He pointed to two camp chairs sitting on the porch – one red and one gold. “Your present,” he said, “From REI!”
I smiled. What a splurge! The things we could do with those chairs!
We could use them for birding or fireworks or camping. I sat down in the red chair, my ripe belly pressing onto my legs. He handed me a mug of hot chocolate and reached to hold my hand and we sat in the snow as it fell on our knees.
Now I am an ex-wife with an ex-husband. It puts me commuting to a career I never thought I would have; stuffs me solitary into an empty pew every other Sunday; leaves me all alone at school concerts and parent-teacher conferences and piano recitals.
Last Saturday I pulled up to my daughter’s soccer game — she is light and energy and braids. I watched her run toward her team, all in neon orange, while I walked to the field and pulled out my chair.
The camp chair. The red one.
I sat down tucking a blanket over me: it was snowing – the tiny, angry snow of spring.
The game kicked off and I saw my little girl wave to someone on the sidelines. I turned to see her stepmom — the new wife of my ex-husband. Someone a little younger, a little more energetic, a little taller. She pulled out a camp chair – the other camp chair, the gold one. The one my then-husband gave to me. On my birthday. When it was snowing.
The new wife is pregnant and when she sat in the chair her belly rested on her legs. “Go, Vivi,” she called – yelling the nickname that I whispered when my daughter was inside me. “We’ll name her Violet, but we can call her Vivi,” I had said to her dad. “It’s perfect,” he said. And it was.
I shivered: in that moment it felt like snow and pizza and whispers and loneliness. That’s how it felt to see her sit in that chair.
Rereading that piece, I still feel that moment, like ice on my tongue. The sharpness of grief still taking space inside of me.
No one really preps you for what it’s like to lose an imagined future.
It’s these expectations, baked into us, that transform ordinary things like soccer games into great gashes of emotion that we can barely contain or understand.
I had built a future in my mind for me and my husband and our two kids: it was full of hikes and burned hot dogs and homework around the kitchen table and inside jokes and sitting on the porch and games of Boggle.
It didn’t happen.
But, the arc of life is long, and not all dreams died on that soccer field.

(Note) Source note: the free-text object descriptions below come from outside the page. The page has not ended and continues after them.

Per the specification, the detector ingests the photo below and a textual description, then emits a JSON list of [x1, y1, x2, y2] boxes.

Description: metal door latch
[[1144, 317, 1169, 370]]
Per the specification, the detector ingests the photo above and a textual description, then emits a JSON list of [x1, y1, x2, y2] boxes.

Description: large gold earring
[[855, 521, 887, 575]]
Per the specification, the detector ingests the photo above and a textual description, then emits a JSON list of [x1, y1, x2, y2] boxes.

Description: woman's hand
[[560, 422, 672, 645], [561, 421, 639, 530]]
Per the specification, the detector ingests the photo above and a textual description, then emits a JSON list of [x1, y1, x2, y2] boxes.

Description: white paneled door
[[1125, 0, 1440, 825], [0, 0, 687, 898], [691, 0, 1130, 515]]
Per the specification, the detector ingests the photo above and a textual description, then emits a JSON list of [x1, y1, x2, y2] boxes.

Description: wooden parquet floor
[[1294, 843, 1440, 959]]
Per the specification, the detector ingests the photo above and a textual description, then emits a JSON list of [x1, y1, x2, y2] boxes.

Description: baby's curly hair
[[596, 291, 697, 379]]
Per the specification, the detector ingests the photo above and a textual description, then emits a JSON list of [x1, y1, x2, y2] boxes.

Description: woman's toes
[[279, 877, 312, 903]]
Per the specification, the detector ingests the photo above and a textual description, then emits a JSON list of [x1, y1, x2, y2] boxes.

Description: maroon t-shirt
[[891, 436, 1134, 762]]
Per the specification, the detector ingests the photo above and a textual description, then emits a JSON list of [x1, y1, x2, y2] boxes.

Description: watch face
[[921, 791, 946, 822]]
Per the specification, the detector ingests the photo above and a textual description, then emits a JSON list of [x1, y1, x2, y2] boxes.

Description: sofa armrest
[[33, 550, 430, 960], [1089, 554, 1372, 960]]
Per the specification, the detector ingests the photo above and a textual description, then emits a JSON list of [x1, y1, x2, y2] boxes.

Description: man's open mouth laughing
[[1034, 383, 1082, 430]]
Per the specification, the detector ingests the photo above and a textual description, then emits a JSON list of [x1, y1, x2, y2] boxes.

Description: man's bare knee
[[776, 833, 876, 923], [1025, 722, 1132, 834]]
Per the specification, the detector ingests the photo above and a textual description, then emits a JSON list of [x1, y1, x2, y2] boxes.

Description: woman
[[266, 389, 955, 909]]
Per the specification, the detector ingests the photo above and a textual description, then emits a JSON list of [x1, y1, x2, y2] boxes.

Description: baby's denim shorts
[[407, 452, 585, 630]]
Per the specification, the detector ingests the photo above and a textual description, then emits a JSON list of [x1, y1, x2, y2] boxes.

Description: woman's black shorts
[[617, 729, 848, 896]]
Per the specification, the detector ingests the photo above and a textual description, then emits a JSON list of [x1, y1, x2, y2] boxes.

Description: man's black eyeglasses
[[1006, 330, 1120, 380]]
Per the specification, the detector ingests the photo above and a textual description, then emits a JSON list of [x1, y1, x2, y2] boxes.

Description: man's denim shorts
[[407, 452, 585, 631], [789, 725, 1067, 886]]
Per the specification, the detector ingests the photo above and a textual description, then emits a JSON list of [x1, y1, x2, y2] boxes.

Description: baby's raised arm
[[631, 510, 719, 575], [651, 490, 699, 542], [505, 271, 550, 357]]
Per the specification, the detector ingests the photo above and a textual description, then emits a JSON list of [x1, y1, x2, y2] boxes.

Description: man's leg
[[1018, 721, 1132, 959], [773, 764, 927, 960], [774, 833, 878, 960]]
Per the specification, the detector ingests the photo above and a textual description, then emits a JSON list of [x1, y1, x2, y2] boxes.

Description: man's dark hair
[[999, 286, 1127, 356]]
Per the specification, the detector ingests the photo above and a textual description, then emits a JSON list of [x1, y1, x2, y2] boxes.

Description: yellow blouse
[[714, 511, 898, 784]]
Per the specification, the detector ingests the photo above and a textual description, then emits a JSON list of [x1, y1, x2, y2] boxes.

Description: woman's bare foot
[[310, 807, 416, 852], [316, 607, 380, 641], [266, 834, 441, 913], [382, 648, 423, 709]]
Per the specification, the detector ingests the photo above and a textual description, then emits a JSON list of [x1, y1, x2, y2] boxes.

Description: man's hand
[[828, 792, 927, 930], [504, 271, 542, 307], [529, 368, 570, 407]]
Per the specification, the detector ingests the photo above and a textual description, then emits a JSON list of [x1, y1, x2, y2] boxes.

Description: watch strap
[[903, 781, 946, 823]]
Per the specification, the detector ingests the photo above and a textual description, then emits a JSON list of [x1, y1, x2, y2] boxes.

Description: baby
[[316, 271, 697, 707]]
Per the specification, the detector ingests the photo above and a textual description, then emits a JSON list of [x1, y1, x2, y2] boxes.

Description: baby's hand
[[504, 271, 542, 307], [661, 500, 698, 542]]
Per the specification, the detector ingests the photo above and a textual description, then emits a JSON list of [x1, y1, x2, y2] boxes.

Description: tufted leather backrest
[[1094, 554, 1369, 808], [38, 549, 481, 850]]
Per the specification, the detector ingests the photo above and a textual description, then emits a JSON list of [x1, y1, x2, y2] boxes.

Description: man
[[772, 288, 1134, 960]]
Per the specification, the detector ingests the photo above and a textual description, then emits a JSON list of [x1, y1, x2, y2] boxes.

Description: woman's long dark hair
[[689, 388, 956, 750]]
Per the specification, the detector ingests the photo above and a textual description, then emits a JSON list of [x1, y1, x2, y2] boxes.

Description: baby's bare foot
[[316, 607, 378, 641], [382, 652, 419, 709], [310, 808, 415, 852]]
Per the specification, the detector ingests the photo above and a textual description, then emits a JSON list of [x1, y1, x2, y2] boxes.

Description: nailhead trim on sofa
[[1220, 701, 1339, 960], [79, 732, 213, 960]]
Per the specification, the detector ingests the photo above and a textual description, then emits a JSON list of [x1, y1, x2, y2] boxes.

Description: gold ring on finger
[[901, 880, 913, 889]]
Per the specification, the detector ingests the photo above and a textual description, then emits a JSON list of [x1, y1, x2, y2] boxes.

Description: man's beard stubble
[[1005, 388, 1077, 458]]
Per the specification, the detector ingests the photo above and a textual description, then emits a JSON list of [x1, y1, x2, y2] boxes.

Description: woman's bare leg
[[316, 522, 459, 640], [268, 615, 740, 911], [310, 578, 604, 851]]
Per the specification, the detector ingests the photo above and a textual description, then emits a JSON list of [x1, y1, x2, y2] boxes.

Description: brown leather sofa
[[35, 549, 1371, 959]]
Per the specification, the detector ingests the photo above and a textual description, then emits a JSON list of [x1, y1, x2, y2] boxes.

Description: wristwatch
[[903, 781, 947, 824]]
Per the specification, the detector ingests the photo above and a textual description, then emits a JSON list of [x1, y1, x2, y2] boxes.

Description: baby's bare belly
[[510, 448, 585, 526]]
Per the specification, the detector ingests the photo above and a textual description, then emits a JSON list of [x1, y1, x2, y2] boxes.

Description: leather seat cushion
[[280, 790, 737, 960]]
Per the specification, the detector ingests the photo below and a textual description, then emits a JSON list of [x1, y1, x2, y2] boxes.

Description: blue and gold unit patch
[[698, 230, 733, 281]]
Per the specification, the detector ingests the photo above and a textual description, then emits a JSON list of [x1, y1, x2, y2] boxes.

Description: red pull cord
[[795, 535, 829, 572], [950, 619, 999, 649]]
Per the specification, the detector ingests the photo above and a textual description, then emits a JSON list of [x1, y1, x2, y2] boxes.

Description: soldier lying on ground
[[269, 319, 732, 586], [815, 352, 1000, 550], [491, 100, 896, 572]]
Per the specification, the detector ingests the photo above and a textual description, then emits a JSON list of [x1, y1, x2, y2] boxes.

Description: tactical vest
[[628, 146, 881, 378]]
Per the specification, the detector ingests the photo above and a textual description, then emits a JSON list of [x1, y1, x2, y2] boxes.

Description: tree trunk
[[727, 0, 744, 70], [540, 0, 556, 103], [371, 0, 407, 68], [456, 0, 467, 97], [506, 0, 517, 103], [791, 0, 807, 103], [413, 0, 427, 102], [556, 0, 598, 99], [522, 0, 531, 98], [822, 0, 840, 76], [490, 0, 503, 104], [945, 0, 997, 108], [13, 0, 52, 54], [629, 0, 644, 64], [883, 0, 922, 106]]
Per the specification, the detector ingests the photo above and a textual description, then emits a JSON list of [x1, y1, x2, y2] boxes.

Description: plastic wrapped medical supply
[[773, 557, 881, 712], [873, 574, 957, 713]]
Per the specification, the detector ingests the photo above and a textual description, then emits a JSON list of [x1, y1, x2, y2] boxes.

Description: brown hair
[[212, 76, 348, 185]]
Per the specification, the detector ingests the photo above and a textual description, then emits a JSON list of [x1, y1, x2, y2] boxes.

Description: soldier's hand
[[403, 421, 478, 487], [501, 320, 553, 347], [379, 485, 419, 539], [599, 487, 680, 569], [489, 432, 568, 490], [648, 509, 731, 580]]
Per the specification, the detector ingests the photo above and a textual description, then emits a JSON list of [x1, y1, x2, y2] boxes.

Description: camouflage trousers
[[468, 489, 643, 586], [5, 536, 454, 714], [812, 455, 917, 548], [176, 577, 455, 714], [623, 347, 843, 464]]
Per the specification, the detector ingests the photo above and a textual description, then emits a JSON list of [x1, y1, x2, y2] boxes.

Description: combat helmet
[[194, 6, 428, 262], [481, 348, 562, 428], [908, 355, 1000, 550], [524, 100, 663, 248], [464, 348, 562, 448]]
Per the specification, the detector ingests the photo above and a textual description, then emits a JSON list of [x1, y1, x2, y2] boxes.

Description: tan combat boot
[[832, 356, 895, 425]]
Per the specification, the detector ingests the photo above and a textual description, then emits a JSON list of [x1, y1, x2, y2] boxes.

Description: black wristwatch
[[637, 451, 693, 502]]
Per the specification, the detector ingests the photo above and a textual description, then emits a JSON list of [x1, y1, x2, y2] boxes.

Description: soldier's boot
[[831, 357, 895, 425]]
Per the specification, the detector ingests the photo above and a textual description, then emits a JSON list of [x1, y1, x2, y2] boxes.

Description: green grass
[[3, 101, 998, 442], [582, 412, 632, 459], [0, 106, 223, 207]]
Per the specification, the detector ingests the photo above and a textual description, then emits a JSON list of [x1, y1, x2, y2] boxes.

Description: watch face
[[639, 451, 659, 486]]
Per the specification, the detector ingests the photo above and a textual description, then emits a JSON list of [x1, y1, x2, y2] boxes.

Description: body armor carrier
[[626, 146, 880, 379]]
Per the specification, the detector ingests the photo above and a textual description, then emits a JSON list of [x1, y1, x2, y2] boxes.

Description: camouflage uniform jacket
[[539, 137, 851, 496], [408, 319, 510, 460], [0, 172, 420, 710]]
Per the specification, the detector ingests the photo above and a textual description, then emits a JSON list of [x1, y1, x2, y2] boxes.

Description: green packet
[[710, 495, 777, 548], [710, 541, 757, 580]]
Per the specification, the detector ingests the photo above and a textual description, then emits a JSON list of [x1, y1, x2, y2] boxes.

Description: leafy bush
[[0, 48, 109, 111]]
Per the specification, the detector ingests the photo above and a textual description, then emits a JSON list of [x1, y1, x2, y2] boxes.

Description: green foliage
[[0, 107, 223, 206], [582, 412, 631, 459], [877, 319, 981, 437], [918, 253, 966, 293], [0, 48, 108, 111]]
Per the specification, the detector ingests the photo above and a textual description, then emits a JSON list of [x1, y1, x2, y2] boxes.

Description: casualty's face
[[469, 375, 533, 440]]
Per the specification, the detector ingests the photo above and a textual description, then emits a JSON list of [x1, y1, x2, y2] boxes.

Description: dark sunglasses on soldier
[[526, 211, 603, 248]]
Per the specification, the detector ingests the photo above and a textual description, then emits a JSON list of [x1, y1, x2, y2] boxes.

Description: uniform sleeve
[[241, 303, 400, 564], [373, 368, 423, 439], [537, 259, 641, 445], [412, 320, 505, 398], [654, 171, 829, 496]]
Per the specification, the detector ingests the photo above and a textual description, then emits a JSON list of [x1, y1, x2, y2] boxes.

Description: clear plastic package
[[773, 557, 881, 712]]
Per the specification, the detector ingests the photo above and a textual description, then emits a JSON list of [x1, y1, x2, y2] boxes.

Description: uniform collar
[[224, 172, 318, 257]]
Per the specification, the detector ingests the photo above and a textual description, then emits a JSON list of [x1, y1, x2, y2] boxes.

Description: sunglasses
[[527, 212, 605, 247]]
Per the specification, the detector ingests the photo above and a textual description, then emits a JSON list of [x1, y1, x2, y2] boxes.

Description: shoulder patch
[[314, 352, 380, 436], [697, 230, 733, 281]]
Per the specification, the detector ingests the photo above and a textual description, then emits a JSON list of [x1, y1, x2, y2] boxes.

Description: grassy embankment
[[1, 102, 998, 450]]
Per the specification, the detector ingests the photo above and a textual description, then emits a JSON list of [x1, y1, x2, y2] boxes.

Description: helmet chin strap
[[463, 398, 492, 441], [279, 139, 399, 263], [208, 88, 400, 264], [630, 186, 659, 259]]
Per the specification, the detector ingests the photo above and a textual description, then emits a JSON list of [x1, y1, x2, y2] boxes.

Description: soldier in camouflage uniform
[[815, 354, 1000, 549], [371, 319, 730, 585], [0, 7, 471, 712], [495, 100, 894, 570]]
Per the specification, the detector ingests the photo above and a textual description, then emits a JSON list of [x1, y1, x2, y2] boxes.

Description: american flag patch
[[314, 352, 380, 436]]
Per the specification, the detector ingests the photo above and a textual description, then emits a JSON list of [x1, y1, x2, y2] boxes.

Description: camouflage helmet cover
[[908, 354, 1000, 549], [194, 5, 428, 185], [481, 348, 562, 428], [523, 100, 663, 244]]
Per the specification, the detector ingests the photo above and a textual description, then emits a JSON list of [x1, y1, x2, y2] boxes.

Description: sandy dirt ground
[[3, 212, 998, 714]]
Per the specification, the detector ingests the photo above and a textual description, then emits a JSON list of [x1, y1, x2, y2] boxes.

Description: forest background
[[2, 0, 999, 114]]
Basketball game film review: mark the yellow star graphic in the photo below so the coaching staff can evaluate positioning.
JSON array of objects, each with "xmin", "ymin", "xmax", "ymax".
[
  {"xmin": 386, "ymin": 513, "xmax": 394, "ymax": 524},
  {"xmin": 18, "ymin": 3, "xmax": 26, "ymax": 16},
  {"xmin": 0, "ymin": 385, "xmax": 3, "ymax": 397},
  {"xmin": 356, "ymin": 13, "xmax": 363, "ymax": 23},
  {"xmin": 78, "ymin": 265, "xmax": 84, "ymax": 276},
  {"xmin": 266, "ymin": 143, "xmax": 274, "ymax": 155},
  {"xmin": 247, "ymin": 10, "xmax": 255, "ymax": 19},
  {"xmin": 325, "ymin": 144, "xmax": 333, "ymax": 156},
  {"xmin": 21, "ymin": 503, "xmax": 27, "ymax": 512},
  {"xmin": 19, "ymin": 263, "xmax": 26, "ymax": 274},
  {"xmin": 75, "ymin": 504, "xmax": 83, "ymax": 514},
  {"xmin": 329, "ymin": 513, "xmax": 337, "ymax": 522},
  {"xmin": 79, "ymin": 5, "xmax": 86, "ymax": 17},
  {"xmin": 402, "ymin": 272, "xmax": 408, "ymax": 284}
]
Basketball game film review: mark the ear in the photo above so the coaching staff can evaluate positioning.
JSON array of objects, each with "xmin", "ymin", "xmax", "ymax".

Over these eight years, I’ve built a career, made a home for my kids, found new dreams. Resurrected old ones.
I’ve become someone.
And this weekend, that someone loaded up the 2001 4Runner and took a load to the dump, tossing the red chair on top.
It was broken beyond repair from many years of happy sideline sitting. I saw my son find his groove in ultimate frisbee from that chair, saw my daughter play basketball, sat along the banks of rivers, propped myself up on the back porch. The red chair, turns out, was still a gift — even if it wasn’t always easy to see.
Goodbye, Red Chair.
I hope a squirrel keeps nuts in your drink holders and pulls threads for a nest. I hope your red reminds someone of a cardinal settling into a tree. I hope that you can fall to pieces, gently, turning back into earth, into a sigh, into the breath of someone else’s dream.